Même si, quand on y réfléchit un peu, on se rend compte que le concept de la virginité est questionnable, on n’échappe pas au fait que la « perdre » est une étape de la vie chargée d’émotions. Derrière chaque expérience se cache une histoire unique, façonnée par la culture, les attentes, les découvertes et, souvent, les tabous.

On te propose de lever le voile sur ce moment intime en plongeant dans les souvenirs de quelques braves qui nous racontent leur première fois.

Traumavertissement : témoignages de relations où le consentement est flou, de rapport de pouvoir entre adulte et adolescent·e.

Plotte twist

J’avais tout juste 16 ans et il en avait 23. Ça faisait quelques mois qu’on se tournait autour. On s’était rencontré·e·s au Superclub Vidéotron. Il y travaillait, je l’avais approché. Comme le veut la tradition, il avait une blonde de longue date dont j’espionnais la moindre activité sur Facebook, nuit et jour. J’avais peur de rien, à 16 ans.

Des fois, on dormait ensemble, mais on ne « faisait rien ». Il dormait, devrais-je dire, pendant que je restais éveillée à le fixer et à scruter les moindres détails de son visage, incrédule qu’il y ait un homme en boxer dans mon lit d’adolescente. 

Je portais un chandail trop grand avec un ours polaire qui boit une slush dessus pour cacher mes courbes (et par courbes, je veux dire mes bourrelets), ça pis des bobettes mauves. J’avais jamais vu de pénis de ma vie, même pas de pénis de porn, parce que l’internet se rendait moyen dans mon rang. Il s’est réveillé, on était rendus le matin, j’ai pas eu le temps de refermer mes yeux et de faker de dormir, il a bien vu que je le fixais complètement buzzée sur les phéromones.

À la surprise générale, il m’a prise par le chandail slushie, m’a approchée contre lui, a dit « viens ici ». C’était mon premier french, mon premier dry hump, ma première fellation, mon premier rapport pénétratif et non protégé. J’ai jamais été quelqu’un qui y allait full graduellement de toute façon. J’ai pas ressenti grand-chose au niveau de mes organes génitaux. Toutes les sensations se concentraient dans mon bas ventre et dans mon cerveau.
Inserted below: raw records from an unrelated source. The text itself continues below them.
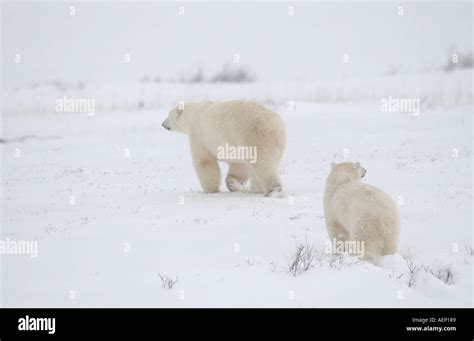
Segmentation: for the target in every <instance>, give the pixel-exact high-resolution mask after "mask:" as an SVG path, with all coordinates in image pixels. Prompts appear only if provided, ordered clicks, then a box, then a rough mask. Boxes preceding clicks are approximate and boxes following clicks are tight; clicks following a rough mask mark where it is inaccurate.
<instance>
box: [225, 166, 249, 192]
mask: <svg viewBox="0 0 474 341" xmlns="http://www.w3.org/2000/svg"><path fill="white" fill-rule="evenodd" d="M249 178H250V166H249V165H248V164H246V163H229V171H228V172H227V177H226V178H225V184H226V185H227V188H228V189H229V191H231V192H235V191H240V190H242V189H243V188H244V186H245V183H246V182H247V181H248V179H249Z"/></svg>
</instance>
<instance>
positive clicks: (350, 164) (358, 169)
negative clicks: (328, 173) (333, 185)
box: [327, 162, 367, 185]
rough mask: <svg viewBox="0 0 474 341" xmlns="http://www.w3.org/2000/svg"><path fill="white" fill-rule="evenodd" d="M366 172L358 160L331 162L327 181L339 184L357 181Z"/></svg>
mask: <svg viewBox="0 0 474 341" xmlns="http://www.w3.org/2000/svg"><path fill="white" fill-rule="evenodd" d="M366 173H367V170H366V169H365V168H363V167H362V166H361V165H360V163H359V162H342V163H334V162H333V163H332V164H331V173H329V176H328V179H327V181H328V183H331V184H333V185H340V184H343V183H345V182H349V181H359V180H360V179H362V178H363V177H364V176H365V174H366Z"/></svg>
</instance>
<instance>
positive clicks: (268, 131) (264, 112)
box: [190, 101, 286, 154]
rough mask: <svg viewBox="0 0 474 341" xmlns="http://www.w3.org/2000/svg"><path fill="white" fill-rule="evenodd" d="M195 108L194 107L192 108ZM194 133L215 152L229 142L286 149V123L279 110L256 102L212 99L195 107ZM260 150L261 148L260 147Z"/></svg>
mask: <svg viewBox="0 0 474 341" xmlns="http://www.w3.org/2000/svg"><path fill="white" fill-rule="evenodd" d="M191 110H193V108H191ZM191 126H192V129H191V132H190V133H191V134H193V135H194V137H195V138H196V139H197V140H199V141H202V143H203V144H204V145H205V146H206V147H207V149H208V150H209V151H210V152H211V153H213V154H214V153H215V152H216V151H217V149H218V147H220V146H223V145H225V144H226V143H227V144H229V145H234V146H257V147H258V148H259V149H261V151H262V152H264V151H265V149H270V148H271V149H272V150H273V151H274V150H275V148H277V149H278V150H280V152H283V149H284V147H285V143H286V135H285V129H284V124H283V122H282V120H281V118H280V116H279V115H278V114H276V113H275V112H273V111H271V110H269V109H267V108H265V107H263V106H262V105H260V104H258V103H255V102H247V101H229V102H208V103H205V104H201V105H200V106H199V107H196V108H195V109H194V110H193V123H192V125H191ZM259 152H260V151H259Z"/></svg>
Après ça, j’ai pleuré un bon coup, je me suis cogné la tête sur le bord du lit, j’ai dit hahaha ayoye tabarnak, j’ai fait un commentaire sur les vitres exagérément embuées de ma chambre, je me suis recogné la tête au même endroit encore plus fort, il a dit ben voyons ça va tu, j’ai dit oui pis non, il a dit okay, mais dis-le pas à personne, j’ai dit pourquoi, il a dit tu as 16 ans j’en ai 23

– Margot Chénier

Les rêves qui ne deviennent pas réalité

J’ai toujours pensé que ma première relation sexuelle allait être dans une chambre avec un lit à baldaquin entouré de chandelles sentant la vanille, une grande fenêtre donnant sur le coucher du soleil et… des orgasmes. Les livres de Nicholas Sparks et Danielle Steel m’ont joué un bon tour.

J’avais 15 ans et j’étais en couple avec un garçon de 18 ans qui était mon coach de soccer. Ce n’est qu’après plusieurs années que je me suis rendu compte que, côté consentement et relation d’autorité, ma première relation était douteuse.
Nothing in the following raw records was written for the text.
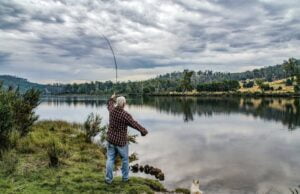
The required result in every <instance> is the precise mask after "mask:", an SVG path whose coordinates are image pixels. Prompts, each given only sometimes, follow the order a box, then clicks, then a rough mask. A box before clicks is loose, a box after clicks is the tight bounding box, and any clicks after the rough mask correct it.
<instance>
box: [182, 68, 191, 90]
mask: <svg viewBox="0 0 300 194" xmlns="http://www.w3.org/2000/svg"><path fill="white" fill-rule="evenodd" d="M193 74H194V71H189V70H184V71H183V79H182V80H181V88H182V91H183V92H186V91H191V90H192V89H193V87H192V84H191V77H192V75H193Z"/></svg>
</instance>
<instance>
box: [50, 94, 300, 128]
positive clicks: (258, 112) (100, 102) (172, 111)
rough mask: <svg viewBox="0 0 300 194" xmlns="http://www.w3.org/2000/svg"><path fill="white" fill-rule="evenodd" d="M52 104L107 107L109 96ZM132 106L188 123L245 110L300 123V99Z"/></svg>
mask: <svg viewBox="0 0 300 194" xmlns="http://www.w3.org/2000/svg"><path fill="white" fill-rule="evenodd" d="M44 101H46V102H47V103H48V104H52V105H53V104H54V105H57V106H59V104H61V103H67V104H68V105H69V106H77V105H86V106H91V107H99V106H105V104H106V98H105V97H101V98H99V97H96V96H95V97H92V96H83V97H76V96H74V97H48V98H45V99H44ZM128 104H129V105H142V106H149V107H152V108H155V109H157V110H158V111H160V112H165V113H168V114H172V115H182V116H183V120H184V122H191V121H193V120H194V117H195V116H213V115H216V114H234V113H241V114H245V115H249V116H253V117H258V118H261V119H265V120H268V121H276V122H281V123H282V124H283V125H285V126H287V128H288V129H289V130H291V131H293V130H295V129H297V128H299V126H300V99H299V98H237V97H223V98H222V97H137V98H134V97H128Z"/></svg>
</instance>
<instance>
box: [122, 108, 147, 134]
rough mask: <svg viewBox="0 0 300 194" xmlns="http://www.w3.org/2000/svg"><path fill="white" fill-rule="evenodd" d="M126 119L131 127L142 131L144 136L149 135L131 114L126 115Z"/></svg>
mask: <svg viewBox="0 0 300 194" xmlns="http://www.w3.org/2000/svg"><path fill="white" fill-rule="evenodd" d="M125 119H126V122H127V124H128V125H129V126H130V127H132V128H134V129H136V130H138V131H140V132H141V133H142V134H143V135H145V134H147V133H148V131H147V129H145V128H144V127H143V126H142V125H140V124H139V123H138V122H137V121H135V120H134V119H133V118H132V116H131V115H130V114H129V113H127V114H126V116H125Z"/></svg>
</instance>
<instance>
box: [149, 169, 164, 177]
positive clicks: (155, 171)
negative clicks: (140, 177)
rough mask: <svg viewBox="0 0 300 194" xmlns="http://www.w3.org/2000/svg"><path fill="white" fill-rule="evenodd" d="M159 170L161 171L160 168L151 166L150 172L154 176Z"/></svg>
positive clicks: (160, 171)
mask: <svg viewBox="0 0 300 194" xmlns="http://www.w3.org/2000/svg"><path fill="white" fill-rule="evenodd" d="M160 172H161V170H160V169H159V168H152V169H151V170H150V174H151V175H154V176H156V175H158V174H159V173H160Z"/></svg>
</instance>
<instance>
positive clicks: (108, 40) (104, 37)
mask: <svg viewBox="0 0 300 194" xmlns="http://www.w3.org/2000/svg"><path fill="white" fill-rule="evenodd" d="M101 35H102V37H103V38H104V40H106V42H107V44H108V46H109V48H110V50H111V53H112V55H113V58H114V63H115V70H116V83H118V64H117V60H116V56H115V52H114V50H113V48H112V46H111V44H110V41H109V40H108V38H106V36H104V35H103V34H101Z"/></svg>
Comme dans mes rêves les plus fous, ma première fois s’est déroulée un mardi après-midi en plein mois de juillet, dans un sous-sol sans air climatisé. Nous nous étions installés sur un futon déplié des plus inconfortable, avec des draps dégageant une odeur de garde-robe de cèdre et d’humidité : une odeur qui ne faisait pas partie de mes premiers choix quand je magasinais chez Dans mon jardin.
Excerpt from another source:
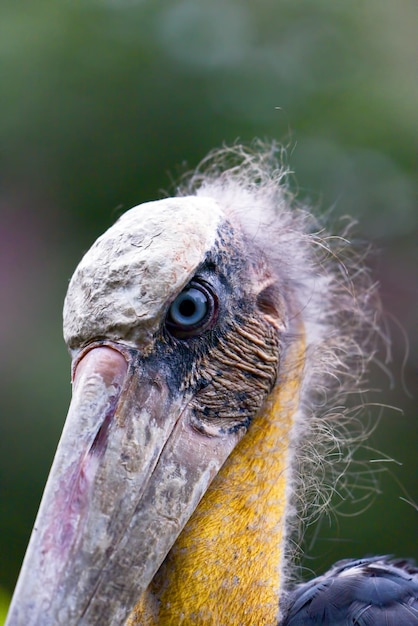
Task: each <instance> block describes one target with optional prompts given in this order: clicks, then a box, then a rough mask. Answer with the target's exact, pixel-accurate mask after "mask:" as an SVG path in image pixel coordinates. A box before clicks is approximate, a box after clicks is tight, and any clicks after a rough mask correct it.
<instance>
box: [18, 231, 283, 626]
mask: <svg viewBox="0 0 418 626" xmlns="http://www.w3.org/2000/svg"><path fill="white" fill-rule="evenodd" d="M247 249H248V246H247V242H246V241H245V239H244V237H243V235H242V234H241V233H240V232H237V231H236V230H235V229H234V227H233V226H231V224H230V223H228V222H227V221H223V222H222V223H220V224H219V225H218V226H217V233H216V236H215V237H214V240H213V245H211V247H210V248H209V250H208V251H207V252H206V253H205V254H204V256H203V258H201V261H200V263H199V264H197V265H196V266H195V267H194V268H193V271H190V272H189V274H185V277H184V278H181V277H180V278H178V279H177V282H178V286H176V289H175V290H172V292H171V294H170V296H169V297H168V298H166V299H165V301H163V302H161V304H159V305H158V307H159V308H158V307H157V304H156V303H155V302H152V303H151V305H150V306H152V310H153V314H152V316H149V318H148V319H147V320H146V322H144V330H141V328H140V325H141V320H138V322H137V323H138V328H136V327H133V326H132V324H131V321H130V319H129V320H128V321H127V322H126V323H124V324H122V325H120V326H118V325H117V324H116V323H115V324H113V323H112V321H111V319H110V318H107V317H106V311H104V313H103V314H102V313H101V312H100V307H99V308H98V307H97V306H96V307H92V311H93V310H94V311H99V313H98V315H100V316H101V318H100V323H99V324H98V327H99V328H100V332H99V333H98V334H97V335H95V334H94V328H95V324H94V320H93V321H89V320H88V319H87V317H86V316H84V317H83V318H80V319H81V322H80V323H79V324H78V326H77V325H73V326H72V328H75V329H76V331H75V333H76V334H74V335H73V336H72V337H71V336H70V335H68V337H67V339H68V341H69V344H70V346H71V348H72V353H73V359H74V363H75V366H74V376H75V390H77V389H79V390H80V389H81V390H83V389H85V390H86V393H87V396H86V397H78V396H77V398H76V404H75V405H74V406H73V405H72V407H71V408H70V412H69V417H68V419H67V424H66V427H65V430H64V433H63V437H62V440H61V442H60V447H59V448H58V451H57V455H56V459H55V461H54V466H53V468H52V470H51V475H50V479H49V481H48V484H47V488H46V490H45V495H44V499H43V502H42V504H41V508H40V512H39V515H38V519H37V522H36V527H37V529H38V531H37V532H36V533H34V535H33V538H32V540H31V544H30V546H29V548H28V553H27V557H26V560H25V563H24V567H23V568H22V574H21V578H20V580H19V585H18V588H17V591H16V594H15V599H14V603H13V605H12V609H11V612H10V616H9V621H8V622H7V624H8V626H17V625H18V624H23V623H24V624H25V625H27V626H30V625H33V626H35V625H36V624H39V623H40V620H41V619H42V623H43V624H44V626H57V625H60V624H63V625H64V624H65V625H66V626H68V625H70V624H83V625H85V626H87V625H90V624H97V625H99V624H103V623H104V621H103V620H104V619H105V620H106V623H109V624H112V625H113V624H114V625H115V626H116V625H118V626H119V625H120V624H122V623H124V622H125V620H126V619H127V617H128V615H129V612H130V611H131V610H132V608H133V606H134V604H135V602H136V601H137V600H138V597H139V596H140V594H141V593H142V592H143V591H144V590H145V589H146V588H147V586H148V585H149V583H150V582H151V580H152V578H153V576H154V574H155V572H156V571H157V569H158V568H159V566H160V565H161V563H162V561H163V560H164V558H165V556H166V555H167V553H168V551H169V550H170V548H171V546H172V545H173V543H174V542H175V540H176V538H177V536H178V534H179V533H180V532H181V530H182V528H183V527H184V525H185V523H186V522H187V520H188V519H189V517H190V515H191V514H192V513H193V510H194V509H195V508H196V506H197V504H198V502H199V500H200V498H201V497H202V496H203V494H204V492H205V491H206V489H207V488H208V486H209V484H210V482H211V480H212V479H213V478H214V476H215V475H216V472H217V471H218V470H219V468H220V467H221V465H222V463H223V462H224V461H225V459H226V458H227V457H228V455H229V454H230V452H231V451H232V449H233V448H234V446H235V445H236V444H237V442H238V441H239V440H240V439H241V438H242V436H244V435H245V432H246V429H247V428H248V426H249V424H250V422H251V420H252V419H254V418H255V416H256V415H257V412H258V411H259V410H260V409H261V407H262V405H263V403H264V401H265V399H266V398H267V396H268V394H269V393H270V391H271V390H272V388H273V386H274V384H275V382H276V379H277V375H278V369H279V359H280V355H281V353H282V352H283V351H284V340H283V337H284V335H285V332H284V331H285V328H286V320H287V319H288V312H287V311H285V310H284V309H283V307H282V302H283V300H282V296H281V295H280V294H279V288H278V286H277V285H276V284H275V283H274V281H273V280H272V279H271V275H270V274H269V271H268V268H267V267H266V264H265V261H264V260H263V254H262V252H261V251H260V252H259V255H258V256H257V258H255V257H254V256H249V255H248V254H247V253H246V250H247ZM150 254H152V246H151V247H150ZM181 271H183V270H181ZM144 272H145V274H146V268H145V269H144ZM179 272H180V270H179V271H178V273H177V276H180V273H179ZM145 274H144V275H145ZM110 279H112V277H111V278H110ZM110 279H109V280H110ZM73 280H74V279H73ZM135 280H137V281H138V280H139V279H138V278H137V279H135ZM190 281H193V282H194V283H196V284H200V285H204V287H205V289H206V290H207V291H208V292H210V293H211V294H213V300H214V311H213V316H212V318H211V319H210V323H208V324H207V325H206V326H205V328H204V329H203V330H202V331H200V330H199V329H198V328H197V329H196V332H194V333H192V334H189V335H188V336H187V337H184V336H182V335H181V334H180V335H177V336H176V332H175V329H173V326H172V324H168V323H167V320H168V317H169V311H170V306H171V304H172V302H173V301H174V300H175V298H176V297H177V296H178V295H179V293H181V291H182V289H184V288H185V287H186V288H187V285H188V283H190ZM131 282H132V281H131ZM176 285H177V283H176ZM98 288H99V289H101V290H102V291H103V285H102V284H100V285H99V286H98ZM119 293H120V294H121V297H125V295H124V293H125V292H124V291H123V289H121V288H119ZM88 297H89V293H88V292H85V293H83V306H84V307H85V311H86V312H88V308H89V300H88ZM108 297H109V298H110V295H109V296H108ZM92 298H93V299H94V294H93V295H92ZM96 300H97V299H96ZM125 300H126V298H125ZM96 304H97V302H96ZM128 304H129V302H128ZM141 306H142V305H141ZM128 308H129V307H128ZM128 308H127V309H126V310H128ZM75 309H76V307H75V306H74V305H72V304H71V303H70V304H69V305H68V306H67V315H68V311H72V310H74V311H75ZM129 314H131V313H129ZM109 320H110V321H109ZM83 333H84V334H83ZM67 334H68V330H67ZM100 350H108V352H107V353H106V358H109V360H110V361H112V362H113V363H116V365H113V366H108V365H106V368H107V369H106V372H108V371H110V370H112V367H113V368H114V369H115V371H116V370H117V372H118V381H117V384H116V385H115V384H114V383H113V382H112V380H111V377H109V376H108V374H107V373H106V375H105V378H106V381H105V380H104V378H103V376H104V374H103V365H102V364H100V363H101V359H100V358H99V359H98V360H97V361H98V363H99V365H100V368H102V369H101V370H100V371H97V372H96V373H95V371H94V367H95V358H94V355H95V354H101V353H100V352H96V351H100ZM89 355H90V356H89ZM112 355H114V356H113V359H112ZM86 357H88V359H89V361H90V362H91V367H90V370H89V377H90V378H88V379H84V378H83V377H84V376H85V373H84V372H83V367H81V366H82V365H83V360H84V359H85V358H86ZM122 357H123V359H122V360H125V361H126V367H125V366H123V367H122V366H121V358H122ZM88 369H89V368H86V371H87V370H88ZM107 378H109V380H107ZM96 380H98V381H99V383H100V385H99V387H100V389H102V387H103V382H106V384H105V391H104V392H103V393H104V394H105V395H104V400H101V404H100V406H104V407H105V409H100V410H99V409H97V410H96V409H95V402H96V400H95V393H96V390H97V389H98V388H99V387H97V384H98V383H97V382H96ZM83 385H84V386H83ZM106 389H107V391H106ZM115 389H116V392H115ZM80 393H81V392H79V394H80ZM83 393H84V392H83ZM101 393H102V392H101ZM106 394H108V397H109V400H108V401H107V400H106ZM115 394H116V395H115ZM90 396H91V397H90ZM86 398H87V399H86ZM86 402H87V403H88V404H85V403H86ZM106 402H107V404H106ZM109 403H110V404H109ZM87 406H88V411H89V412H90V413H89V414H91V419H90V426H89V428H90V431H89V433H88V434H86V433H85V432H84V430H83V427H82V424H83V423H84V422H83V420H84V414H85V408H87ZM106 406H111V410H109V409H106ZM83 407H84V408H83ZM91 407H93V408H91ZM103 411H104V412H103ZM106 411H107V412H106ZM70 418H71V421H70V422H68V420H69V419H70ZM96 424H97V425H96ZM66 433H67V434H66ZM68 433H70V435H68ZM63 459H64V460H63ZM92 459H93V460H92ZM61 466H62V467H65V472H66V477H67V478H66V480H65V484H63V483H62V479H60V476H62V470H61V469H60V468H61ZM86 467H87V468H88V471H87V472H86V471H85V468H86ZM83 468H84V469H83ZM81 478H82V487H83V493H84V494H85V495H84V496H83V498H82V500H80V498H77V499H76V500H74V493H76V491H77V490H76V491H74V489H73V488H68V489H67V485H70V484H79V481H80V480H81ZM54 481H58V482H59V483H60V487H59V488H58V489H57V488H56V487H55V486H54V484H55V483H54ZM74 481H75V482H74ZM80 484H81V483H80ZM77 489H78V488H77ZM69 510H71V515H72V523H71V524H72V525H71V533H70V535H68V536H66V540H65V550H63V549H62V546H61V544H59V545H58V544H57V545H54V541H55V542H57V541H58V542H60V541H61V539H60V537H62V533H61V534H60V533H58V534H57V536H55V531H53V532H51V528H52V529H54V528H56V527H58V526H59V520H60V519H62V518H63V517H64V518H65V515H66V511H69ZM51 520H52V522H51ZM45 525H46V530H44V528H45ZM98 529H100V533H99V534H98ZM45 533H46V534H45ZM80 533H82V534H80ZM68 537H69V538H68ZM145 538H146V539H145ZM46 541H47V543H45V542H46ZM46 546H47V549H46ZM92 559H94V561H92ZM115 585H116V586H117V587H118V593H117V594H115V592H114V589H115ZM38 595H39V596H40V598H39V600H38ZM41 616H42V618H41Z"/></svg>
Bien que mon compagnon fût doux, attentionné et entrecoupait le silence malaisant pour me demander si ça allait ou si j’étais bien, la relation sexuelle en tant que telle fut inconfortable et douloureuse. Les préliminaires et la lubrification naturelle brillaient par leur absence, ce qui rendait le tout interminable. Contre toute attente, mon orgasme aussi était absent.

Je m’étais préparée à vivre une expérience excitante, agréable et je pensais qu’atteindre l’orgasme allait être naturel. Mais, l’inconfort et la douleur que j’ai vécus m’ont laissé avec un sentiment de déception et d’échec, et m’ont longtemps fait sentir comme si je n’étais pas normale ou assez douée.

– Sophie Bouchard

Apprendre à s’aimer tout nu

Lieu : le sofa-lit du sous-sol de chez sa mère. 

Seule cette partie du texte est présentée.